Je suis fier de la conscience professionnelle et du sens des responsabilités dont les fonctionnaires de tous les ministères et organismes gouvernementaux ont fait preuve en dépit des changements qui leur ont été imposés au cours des neuf derniers mois. Malgré la confusion et l’incertitude qu’engendre inévitablement le changement organisationnel, malgré les craintes qu’ils pouvaient entretenir au sujet de leurs emplois et de leurs carrières, les fonctionnaires ont continué de remplir leur rôle avec la compétence et le dévouement auxquels les Canadiens se sont toujours attendus. On a continué de fournir des services dans des centaines de bureaux fédéraux dans tout le pays, de livrer les chèques à temps et de faire preuve d’autant de minutie et de compétence qu’auparavant pour conseiller ministres et sous-ministres. De plus, lorsqu’il est arrivé au pouvoir, le nouveau gouvernement a pu compter sur une fonction publique loyale et experte, prête à le servir. À elles seules, ces constatations illustrent la qualité des hommes et des femmes qui font partie de cette institution nationale.
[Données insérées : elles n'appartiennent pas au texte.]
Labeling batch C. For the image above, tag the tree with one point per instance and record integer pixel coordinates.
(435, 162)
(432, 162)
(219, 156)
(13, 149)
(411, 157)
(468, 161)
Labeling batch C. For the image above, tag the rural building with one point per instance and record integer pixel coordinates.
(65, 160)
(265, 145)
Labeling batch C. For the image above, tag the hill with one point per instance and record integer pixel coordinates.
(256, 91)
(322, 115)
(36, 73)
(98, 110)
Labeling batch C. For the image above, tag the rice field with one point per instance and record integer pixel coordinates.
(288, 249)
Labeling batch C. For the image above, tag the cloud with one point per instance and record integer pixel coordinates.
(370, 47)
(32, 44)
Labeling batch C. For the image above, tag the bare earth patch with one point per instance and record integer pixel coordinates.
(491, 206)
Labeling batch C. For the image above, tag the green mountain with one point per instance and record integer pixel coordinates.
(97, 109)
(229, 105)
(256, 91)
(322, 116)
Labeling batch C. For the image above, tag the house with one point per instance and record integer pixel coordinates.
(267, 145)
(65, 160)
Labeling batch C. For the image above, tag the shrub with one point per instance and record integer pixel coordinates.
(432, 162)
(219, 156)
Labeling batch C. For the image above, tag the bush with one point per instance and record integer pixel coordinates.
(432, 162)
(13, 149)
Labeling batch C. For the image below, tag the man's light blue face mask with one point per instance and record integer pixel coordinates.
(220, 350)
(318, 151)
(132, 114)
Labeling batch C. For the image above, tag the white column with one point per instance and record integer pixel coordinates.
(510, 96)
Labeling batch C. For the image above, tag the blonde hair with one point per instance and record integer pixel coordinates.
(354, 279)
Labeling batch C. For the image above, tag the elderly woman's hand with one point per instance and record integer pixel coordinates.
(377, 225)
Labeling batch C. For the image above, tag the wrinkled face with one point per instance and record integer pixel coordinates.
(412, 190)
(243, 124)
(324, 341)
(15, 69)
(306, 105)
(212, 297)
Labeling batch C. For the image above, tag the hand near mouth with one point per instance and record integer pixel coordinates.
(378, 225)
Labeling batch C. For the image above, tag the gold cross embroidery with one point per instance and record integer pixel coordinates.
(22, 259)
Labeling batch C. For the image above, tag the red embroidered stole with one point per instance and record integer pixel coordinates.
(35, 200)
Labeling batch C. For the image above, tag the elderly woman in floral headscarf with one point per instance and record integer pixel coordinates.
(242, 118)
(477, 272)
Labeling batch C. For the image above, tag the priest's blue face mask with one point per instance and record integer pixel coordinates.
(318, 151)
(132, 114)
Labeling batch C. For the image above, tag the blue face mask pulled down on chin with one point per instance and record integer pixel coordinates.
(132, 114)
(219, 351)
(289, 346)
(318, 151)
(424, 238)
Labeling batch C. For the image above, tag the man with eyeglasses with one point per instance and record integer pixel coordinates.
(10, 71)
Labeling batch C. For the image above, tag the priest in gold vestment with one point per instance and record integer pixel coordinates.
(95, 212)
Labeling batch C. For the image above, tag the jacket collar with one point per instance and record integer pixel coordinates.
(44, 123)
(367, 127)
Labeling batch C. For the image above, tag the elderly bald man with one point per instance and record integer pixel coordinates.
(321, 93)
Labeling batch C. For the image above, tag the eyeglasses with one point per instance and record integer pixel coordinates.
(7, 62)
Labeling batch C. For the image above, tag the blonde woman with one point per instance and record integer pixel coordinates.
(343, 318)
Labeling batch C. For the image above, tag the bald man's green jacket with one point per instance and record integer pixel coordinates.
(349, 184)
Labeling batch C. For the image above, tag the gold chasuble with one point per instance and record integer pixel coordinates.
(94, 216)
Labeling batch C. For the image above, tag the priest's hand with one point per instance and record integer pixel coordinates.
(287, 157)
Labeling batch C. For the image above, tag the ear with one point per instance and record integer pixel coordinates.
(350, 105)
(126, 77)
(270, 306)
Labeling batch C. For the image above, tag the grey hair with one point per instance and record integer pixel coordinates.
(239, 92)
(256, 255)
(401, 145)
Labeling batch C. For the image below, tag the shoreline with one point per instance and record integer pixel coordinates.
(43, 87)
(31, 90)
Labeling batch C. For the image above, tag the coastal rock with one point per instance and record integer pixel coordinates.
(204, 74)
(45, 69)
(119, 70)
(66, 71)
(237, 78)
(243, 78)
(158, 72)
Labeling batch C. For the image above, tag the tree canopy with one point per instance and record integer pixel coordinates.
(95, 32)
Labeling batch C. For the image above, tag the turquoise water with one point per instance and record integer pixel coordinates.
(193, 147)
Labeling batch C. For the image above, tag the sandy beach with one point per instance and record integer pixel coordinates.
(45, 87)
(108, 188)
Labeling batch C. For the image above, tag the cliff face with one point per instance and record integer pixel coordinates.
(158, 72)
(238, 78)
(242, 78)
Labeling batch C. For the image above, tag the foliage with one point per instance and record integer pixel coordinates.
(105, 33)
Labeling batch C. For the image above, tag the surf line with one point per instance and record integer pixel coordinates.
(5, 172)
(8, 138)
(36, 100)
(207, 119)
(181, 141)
1 Plus précisément, le présent rapport porte sur la période qui s'est écoulée depuis la présentation du premier rapport, soit le 30 juin 1992. Je m'attends toutefois à ce que les rapports futurs soient déposés à la fin des exercices financiers (c.-à-d. le 31 mars) et couvrent l’année civile précédente (31 décembre).
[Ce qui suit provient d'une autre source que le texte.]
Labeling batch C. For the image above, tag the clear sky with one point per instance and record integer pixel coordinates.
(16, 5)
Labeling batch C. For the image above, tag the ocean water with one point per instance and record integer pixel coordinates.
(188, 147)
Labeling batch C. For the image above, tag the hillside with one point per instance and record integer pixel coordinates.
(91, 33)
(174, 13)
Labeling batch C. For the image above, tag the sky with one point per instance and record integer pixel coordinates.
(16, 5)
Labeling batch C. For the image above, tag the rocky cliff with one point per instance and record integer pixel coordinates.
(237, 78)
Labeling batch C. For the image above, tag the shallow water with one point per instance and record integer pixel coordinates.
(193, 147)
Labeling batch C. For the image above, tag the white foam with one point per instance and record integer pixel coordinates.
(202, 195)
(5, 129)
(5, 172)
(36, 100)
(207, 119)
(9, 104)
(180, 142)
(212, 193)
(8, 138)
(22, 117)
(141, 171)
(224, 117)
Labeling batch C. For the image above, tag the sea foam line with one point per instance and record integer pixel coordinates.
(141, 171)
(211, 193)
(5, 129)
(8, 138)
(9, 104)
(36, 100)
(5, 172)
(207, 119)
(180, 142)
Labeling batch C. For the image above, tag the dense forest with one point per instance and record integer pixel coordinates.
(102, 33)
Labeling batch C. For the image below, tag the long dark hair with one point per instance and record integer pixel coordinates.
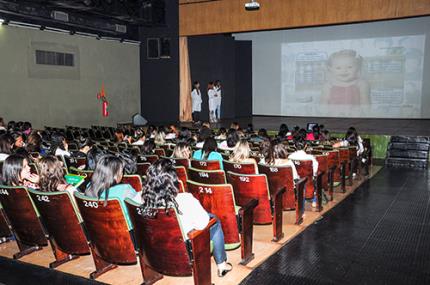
(209, 146)
(5, 146)
(51, 174)
(12, 168)
(160, 189)
(104, 176)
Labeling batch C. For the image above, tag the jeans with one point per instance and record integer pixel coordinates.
(218, 111)
(217, 238)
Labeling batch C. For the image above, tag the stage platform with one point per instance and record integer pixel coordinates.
(389, 127)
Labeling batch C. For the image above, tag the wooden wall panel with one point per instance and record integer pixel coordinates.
(227, 16)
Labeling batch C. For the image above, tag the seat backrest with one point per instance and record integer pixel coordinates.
(160, 152)
(207, 176)
(181, 172)
(22, 215)
(134, 180)
(60, 218)
(280, 177)
(147, 158)
(179, 161)
(142, 168)
(252, 186)
(205, 164)
(161, 240)
(304, 169)
(218, 200)
(107, 229)
(241, 168)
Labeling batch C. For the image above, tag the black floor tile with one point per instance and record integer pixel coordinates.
(378, 235)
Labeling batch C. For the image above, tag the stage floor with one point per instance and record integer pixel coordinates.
(409, 127)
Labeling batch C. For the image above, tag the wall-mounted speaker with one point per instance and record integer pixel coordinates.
(153, 48)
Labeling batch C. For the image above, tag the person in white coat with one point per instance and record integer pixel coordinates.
(212, 95)
(217, 88)
(196, 99)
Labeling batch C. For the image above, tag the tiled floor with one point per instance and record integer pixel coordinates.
(411, 127)
(378, 235)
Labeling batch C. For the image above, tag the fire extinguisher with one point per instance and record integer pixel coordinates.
(104, 108)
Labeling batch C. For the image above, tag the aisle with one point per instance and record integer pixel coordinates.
(379, 235)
2 Signalons les importantes réformes apportées dans la foulée du rapport Glassco de 1963 ainsi que les travaux des commissions Lambert et D'Avignon à la fin des années 1970.
3 Voir le communiqué de presse du Premier ministre daté du 12 décembre 1989.
4 Voir au Fonction publique 2000: Premier rapport annuel au Premier ministre sur la fonction publique du Canada, Paul M. Tellier, greffier du Conseil privé et secrétaire du Cabinet, Ottawa, 1992.
5 Fonction publique 2000: Le renouvellement de la fonction publique du Canada, Ottawa, 1990.
6 Voir Report of the National Performance Review, « From Red Tape to Results: Creating a Government that Works Better and Costs Less », Washington, 1993.
7 Voir Le plan budgétaire, février 1994, p. 31.
8 Je songe, par exemple, au défi que constitue pour le gouvernement fédéral et celui de Terre-Neuve la crise du secteur de la pêche à la morue de Terre-Neuve.